À S. Exc. le Dr Kurt Waldheim,
Secrétaire général de l'Organisation des Nations Unies.

L’importante circonstance du 30e anniversaire de la Déclaration universelle des droits de l’homme donne au Saint-Siège l’occasion de manifester une fois encore aux peuples et aux nations sa sollicitude et son intérêt constants pour les droits fondamentaux de l’homme, clairement exprimés et enseignés dans le message de l’Évangile lui-même.

C’est dans cet esprit que je veux vous saluer, Monsieur le Secrétaire général, et, à travers vous, le président et les membres de l’Assemblée générale des Nations Unies, rassemblés pour commémorer cet anniversaire. À vous tous je veux dire mon ferme accord « en ce qui concerne l’engagement constant de l’Organisation des Nations Unies pour la promotion toujours plus précise, plus autorisée et plus efficace, du respect des droits fondamentaux de l’homme ». (Paul VI, Message pour le XXVe anniversaire de la Déclaration des droits de l’homme, 10 déc. 1973, AAS 65, 1973, p. 674.)

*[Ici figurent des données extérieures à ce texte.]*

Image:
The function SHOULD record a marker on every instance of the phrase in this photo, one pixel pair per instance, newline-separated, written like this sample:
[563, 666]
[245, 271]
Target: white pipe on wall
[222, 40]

Ces trente dernières années, des mesures importantes ont été prises et certains efforts appréciables ont été faits pour créer et soutenir les instruments juridiques destinés à protéger les idéaux exprimés dans cette Déclaration.

Il y a deux ans, la Convention internationale sur les droits économiques, sociaux et culturels et la Convention internationale sur les droits sociaux et politiques sont entrées en application. Par elles, les Nations Unies ont accompli un important pas en avant en rendant effectif l’un des principes fondamentaux qu’elles ont fait leur dès leur fondation : établir juridiquement des moyens contraignants pour promouvoir chez les individus les droits de l’homme et protéger leurs libertés fondamentales.

Il serait certainement très souhaitable qu’un nombre toujours plus grand d’États adoptent ces conventions afin que le contenu de la Déclaration universelle soit de plus en plus appliqué dans le monde. La Déclaration trouverait ainsi un plus grand écho, étant l’expression de la ferme volonté des peuples, où qu’ils soient, de promouvoir par des garanties légales les droits de tous les hommes et de toutes les femmes sans discrimination de race, de sexe, de langue ou de religion.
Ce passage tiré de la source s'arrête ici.